The dynamism continues with Dustin Binman (notable for the awesome power-riffs of the final third); the no-nonsense Brad Shitt, which hungrily rifles through tempos as locked-together guitars dance up and down fret-boards; and Sexy Grandad, a warped array of volatile percussion and tricksy quasi-melodies. By which point anyone in their right mind will be ready for something less forcefully kinetic – a craving Gastric Band astutely sate with Under A Glass Table’s eight minutes of comparatively cogent prog. Easy listening it ain’t, but well worth dropping a few pounds for.
Spectrals - Sob Story (***)
Spectrals – the nom de plume of Yorkshire singer-songwriter Louis Jones – introduced his brand of lovelorn guitar pop on 2011’s promising Bad Penny, a strong debut that secured the then-21-year-old profile-raising support slots with the likes of Best Coast and Real Estate. But unlike said record’s proverbial namesake, his return is a welcome one - albeit with a caveat or two.

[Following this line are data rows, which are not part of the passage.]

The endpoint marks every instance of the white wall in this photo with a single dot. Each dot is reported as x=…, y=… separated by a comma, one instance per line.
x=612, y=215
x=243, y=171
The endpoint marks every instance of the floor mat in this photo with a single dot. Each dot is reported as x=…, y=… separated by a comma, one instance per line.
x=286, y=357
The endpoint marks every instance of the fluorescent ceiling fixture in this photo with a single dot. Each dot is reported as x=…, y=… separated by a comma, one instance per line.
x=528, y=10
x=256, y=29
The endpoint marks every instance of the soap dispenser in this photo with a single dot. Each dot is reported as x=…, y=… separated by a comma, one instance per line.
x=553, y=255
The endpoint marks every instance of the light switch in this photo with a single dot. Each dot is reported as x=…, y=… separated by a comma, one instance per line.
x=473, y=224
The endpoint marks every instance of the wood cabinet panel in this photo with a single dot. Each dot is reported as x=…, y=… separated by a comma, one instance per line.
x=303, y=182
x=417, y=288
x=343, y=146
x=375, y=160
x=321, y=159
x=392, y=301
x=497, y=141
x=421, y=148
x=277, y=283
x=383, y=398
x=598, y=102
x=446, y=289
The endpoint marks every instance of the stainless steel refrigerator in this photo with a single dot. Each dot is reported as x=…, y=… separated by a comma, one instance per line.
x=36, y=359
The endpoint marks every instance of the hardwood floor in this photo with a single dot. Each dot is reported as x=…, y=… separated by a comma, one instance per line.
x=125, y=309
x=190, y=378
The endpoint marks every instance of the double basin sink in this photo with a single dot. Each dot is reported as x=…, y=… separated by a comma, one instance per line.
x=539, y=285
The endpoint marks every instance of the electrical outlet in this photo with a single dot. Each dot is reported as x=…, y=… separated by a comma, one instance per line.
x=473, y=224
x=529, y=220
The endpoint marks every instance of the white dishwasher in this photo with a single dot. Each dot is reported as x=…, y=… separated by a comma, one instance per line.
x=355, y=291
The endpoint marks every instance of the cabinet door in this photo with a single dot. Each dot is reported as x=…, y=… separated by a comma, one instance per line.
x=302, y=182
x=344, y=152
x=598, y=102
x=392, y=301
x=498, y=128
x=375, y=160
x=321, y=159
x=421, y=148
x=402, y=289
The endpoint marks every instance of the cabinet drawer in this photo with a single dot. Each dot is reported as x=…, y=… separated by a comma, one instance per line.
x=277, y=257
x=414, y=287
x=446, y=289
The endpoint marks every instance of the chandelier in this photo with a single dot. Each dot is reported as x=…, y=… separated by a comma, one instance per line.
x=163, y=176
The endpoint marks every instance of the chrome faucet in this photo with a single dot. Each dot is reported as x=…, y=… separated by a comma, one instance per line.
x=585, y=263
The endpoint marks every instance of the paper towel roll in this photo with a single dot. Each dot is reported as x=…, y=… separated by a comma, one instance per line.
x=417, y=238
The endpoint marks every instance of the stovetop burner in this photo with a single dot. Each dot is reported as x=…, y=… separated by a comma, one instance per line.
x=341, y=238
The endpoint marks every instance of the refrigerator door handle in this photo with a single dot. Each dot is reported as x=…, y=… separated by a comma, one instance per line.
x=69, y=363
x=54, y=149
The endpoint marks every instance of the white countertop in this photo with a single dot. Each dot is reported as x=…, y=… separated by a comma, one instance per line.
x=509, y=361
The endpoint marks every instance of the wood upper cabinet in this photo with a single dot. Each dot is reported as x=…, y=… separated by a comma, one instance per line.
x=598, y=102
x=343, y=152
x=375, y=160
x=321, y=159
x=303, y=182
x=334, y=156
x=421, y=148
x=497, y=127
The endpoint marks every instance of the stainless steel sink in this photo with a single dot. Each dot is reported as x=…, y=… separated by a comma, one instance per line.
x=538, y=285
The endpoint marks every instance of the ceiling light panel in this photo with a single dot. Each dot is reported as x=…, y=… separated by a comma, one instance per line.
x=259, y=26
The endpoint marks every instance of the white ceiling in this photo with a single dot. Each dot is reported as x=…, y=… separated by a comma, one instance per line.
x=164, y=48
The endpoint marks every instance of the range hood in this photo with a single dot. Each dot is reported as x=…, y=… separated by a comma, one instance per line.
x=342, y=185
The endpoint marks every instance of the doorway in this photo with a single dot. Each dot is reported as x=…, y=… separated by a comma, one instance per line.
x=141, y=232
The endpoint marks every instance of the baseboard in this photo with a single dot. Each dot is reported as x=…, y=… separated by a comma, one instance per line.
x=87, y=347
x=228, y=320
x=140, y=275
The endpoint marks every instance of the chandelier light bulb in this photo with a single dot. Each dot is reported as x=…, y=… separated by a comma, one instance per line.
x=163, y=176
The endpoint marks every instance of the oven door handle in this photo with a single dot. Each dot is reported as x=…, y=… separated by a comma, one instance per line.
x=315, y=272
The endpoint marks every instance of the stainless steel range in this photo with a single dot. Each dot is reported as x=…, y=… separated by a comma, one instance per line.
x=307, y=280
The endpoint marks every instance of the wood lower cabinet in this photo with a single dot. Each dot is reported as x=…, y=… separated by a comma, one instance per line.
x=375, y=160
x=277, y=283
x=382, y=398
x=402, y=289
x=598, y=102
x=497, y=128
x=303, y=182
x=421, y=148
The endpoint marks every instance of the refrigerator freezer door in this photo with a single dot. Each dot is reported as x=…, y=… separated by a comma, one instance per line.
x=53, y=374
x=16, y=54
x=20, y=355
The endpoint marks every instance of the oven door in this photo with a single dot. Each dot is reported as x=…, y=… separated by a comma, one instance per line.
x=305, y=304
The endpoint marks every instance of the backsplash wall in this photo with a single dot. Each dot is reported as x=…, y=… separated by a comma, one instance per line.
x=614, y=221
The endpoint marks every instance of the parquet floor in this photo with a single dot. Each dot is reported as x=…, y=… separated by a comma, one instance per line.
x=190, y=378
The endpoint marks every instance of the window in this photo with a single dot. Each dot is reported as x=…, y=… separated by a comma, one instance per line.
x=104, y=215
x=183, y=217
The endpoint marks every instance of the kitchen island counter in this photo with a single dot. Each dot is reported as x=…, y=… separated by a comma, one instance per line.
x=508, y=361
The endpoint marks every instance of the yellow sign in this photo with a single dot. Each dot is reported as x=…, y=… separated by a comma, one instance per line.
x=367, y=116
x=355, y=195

The first reservation is country-tinged ballad Friend Zone: musically elegant but lyrically whingey, its introspective rejection narrative proves rather too on the nose (“you probably think I’m really nice… you wouldn’t be seen dead with me”). The second miss is closer In a Bad Way, in which the title is repeated ad nauseam over a flat dirge, ending the album in, well, a bad way. But elsewhere, Jones finds his flair with faster, more dynamic tracks like the glam-echoing new wave of A Heartbeat Behind, which earns Sob Story its happy ending.
Anna Von Hausswolf - Ceremony (****)
If you think the title of Ceremony’s opening instrumental Epitaph of Theodor sounds grandiose, wait till you hear its brooding church organ melody – an imposing herald for its majestic parent album. Throughout, Swedish songwriter Anna Von Hausswolff’s compositions are toweringly dramatic: whether evoking ruin or resurrection, doom or desire, her spiralling vocals are as radiant as its organ rumbles are deep.

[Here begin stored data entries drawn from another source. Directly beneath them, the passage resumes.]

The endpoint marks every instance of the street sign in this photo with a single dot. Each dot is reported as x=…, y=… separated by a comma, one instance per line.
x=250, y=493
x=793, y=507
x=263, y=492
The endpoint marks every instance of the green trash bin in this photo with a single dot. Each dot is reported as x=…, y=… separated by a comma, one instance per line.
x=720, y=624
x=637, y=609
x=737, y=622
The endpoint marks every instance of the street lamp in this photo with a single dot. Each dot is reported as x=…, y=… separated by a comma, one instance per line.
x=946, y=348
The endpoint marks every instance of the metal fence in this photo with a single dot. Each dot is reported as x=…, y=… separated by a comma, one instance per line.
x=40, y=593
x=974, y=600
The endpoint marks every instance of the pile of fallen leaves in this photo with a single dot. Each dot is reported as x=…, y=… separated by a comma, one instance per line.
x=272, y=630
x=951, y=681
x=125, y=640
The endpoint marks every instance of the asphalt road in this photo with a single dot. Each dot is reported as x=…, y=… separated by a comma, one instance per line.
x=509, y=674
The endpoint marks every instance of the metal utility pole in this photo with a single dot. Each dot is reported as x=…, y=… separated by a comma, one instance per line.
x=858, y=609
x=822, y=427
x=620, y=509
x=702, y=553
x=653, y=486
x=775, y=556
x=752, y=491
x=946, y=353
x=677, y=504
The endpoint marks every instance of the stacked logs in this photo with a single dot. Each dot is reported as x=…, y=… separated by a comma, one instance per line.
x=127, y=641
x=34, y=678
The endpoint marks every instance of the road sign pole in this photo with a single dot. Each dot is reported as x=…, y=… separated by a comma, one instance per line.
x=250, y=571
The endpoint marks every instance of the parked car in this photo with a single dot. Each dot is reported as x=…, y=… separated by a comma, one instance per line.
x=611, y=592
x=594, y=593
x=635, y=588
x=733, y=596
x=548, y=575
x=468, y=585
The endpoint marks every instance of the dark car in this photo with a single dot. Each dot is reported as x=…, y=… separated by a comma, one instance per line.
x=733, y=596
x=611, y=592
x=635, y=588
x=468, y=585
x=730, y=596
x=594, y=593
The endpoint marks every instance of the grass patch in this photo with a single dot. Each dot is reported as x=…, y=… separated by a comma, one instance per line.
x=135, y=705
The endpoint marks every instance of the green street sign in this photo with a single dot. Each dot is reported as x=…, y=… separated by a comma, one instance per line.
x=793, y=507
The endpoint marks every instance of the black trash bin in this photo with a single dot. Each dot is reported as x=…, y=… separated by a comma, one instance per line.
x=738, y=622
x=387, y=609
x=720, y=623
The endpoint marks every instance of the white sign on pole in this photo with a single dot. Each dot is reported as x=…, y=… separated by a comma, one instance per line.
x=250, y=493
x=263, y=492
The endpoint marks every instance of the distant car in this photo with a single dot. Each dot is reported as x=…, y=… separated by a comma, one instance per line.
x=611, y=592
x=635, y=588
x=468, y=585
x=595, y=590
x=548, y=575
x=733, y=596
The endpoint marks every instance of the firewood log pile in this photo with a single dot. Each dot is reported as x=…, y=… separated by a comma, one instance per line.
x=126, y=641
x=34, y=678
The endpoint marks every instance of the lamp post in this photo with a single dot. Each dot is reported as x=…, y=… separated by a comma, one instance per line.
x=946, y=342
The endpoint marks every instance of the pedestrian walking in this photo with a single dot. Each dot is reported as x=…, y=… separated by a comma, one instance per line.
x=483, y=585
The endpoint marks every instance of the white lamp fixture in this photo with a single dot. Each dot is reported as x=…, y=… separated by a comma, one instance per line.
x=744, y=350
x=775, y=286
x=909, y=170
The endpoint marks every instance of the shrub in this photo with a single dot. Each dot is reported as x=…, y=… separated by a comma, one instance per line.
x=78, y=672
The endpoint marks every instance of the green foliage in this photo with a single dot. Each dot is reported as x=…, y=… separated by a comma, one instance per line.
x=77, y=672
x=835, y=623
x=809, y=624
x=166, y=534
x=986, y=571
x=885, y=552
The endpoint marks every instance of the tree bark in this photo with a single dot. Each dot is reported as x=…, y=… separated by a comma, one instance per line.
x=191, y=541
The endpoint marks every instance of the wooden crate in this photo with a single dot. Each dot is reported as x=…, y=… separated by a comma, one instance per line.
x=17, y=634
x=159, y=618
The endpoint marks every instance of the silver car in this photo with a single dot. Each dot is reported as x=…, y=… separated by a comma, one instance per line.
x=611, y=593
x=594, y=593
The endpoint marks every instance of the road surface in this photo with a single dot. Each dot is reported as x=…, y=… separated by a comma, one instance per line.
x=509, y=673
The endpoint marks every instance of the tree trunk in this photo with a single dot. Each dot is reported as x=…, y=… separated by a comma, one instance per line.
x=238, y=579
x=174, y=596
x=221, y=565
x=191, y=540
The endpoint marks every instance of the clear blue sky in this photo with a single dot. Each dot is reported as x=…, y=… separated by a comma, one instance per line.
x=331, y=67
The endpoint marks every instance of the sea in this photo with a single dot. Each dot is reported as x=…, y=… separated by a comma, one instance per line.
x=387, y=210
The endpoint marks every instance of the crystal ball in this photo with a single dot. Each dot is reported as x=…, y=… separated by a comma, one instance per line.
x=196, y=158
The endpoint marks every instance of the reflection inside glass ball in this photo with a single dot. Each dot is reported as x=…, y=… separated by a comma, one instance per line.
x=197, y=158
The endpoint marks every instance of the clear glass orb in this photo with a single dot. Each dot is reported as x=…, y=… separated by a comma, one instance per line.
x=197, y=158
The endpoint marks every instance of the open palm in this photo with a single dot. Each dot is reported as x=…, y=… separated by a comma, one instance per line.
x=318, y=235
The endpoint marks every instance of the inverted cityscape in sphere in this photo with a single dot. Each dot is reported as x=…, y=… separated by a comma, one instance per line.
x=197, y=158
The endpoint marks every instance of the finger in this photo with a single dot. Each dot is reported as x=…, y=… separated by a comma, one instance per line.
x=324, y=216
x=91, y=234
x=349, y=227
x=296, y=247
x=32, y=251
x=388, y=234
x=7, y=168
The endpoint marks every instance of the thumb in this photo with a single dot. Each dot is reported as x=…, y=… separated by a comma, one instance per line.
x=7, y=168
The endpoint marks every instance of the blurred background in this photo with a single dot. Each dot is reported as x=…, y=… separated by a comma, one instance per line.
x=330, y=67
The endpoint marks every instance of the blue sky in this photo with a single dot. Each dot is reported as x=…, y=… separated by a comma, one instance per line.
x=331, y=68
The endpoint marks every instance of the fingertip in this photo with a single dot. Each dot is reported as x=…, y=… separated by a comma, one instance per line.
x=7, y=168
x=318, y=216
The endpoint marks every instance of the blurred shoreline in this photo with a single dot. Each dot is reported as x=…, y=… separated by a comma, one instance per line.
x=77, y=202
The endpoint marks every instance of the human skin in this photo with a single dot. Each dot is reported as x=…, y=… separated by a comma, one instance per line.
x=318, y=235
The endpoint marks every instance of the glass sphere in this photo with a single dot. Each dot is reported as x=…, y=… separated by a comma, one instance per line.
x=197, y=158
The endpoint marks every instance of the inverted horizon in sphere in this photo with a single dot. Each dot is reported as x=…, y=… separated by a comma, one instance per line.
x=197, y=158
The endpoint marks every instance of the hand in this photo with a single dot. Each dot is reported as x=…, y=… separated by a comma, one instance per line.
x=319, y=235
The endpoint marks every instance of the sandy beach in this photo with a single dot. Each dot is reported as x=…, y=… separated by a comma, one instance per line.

This play of light and shade is integral to Ceremony’s impact, with a track like Deathbed creating a dark, dangerous atmosphere through ominous drones, then building to a glorious, final act ascendance. Mountains Crave has a relative levity (despite its ‘rain/pain’ rhymes) while Epitaph of Daniel recalls the haunting, graceful motifs of Angelo Badalamenti’s Twin Peaks work, balancing the foreboding tone that governs the likes of No Body’s tuneless interlude or Goodbye’s mournful undertow. Despite its hefty length and heftier emotions, Ceremony’s integral beauty makes its navigation an absolute delight.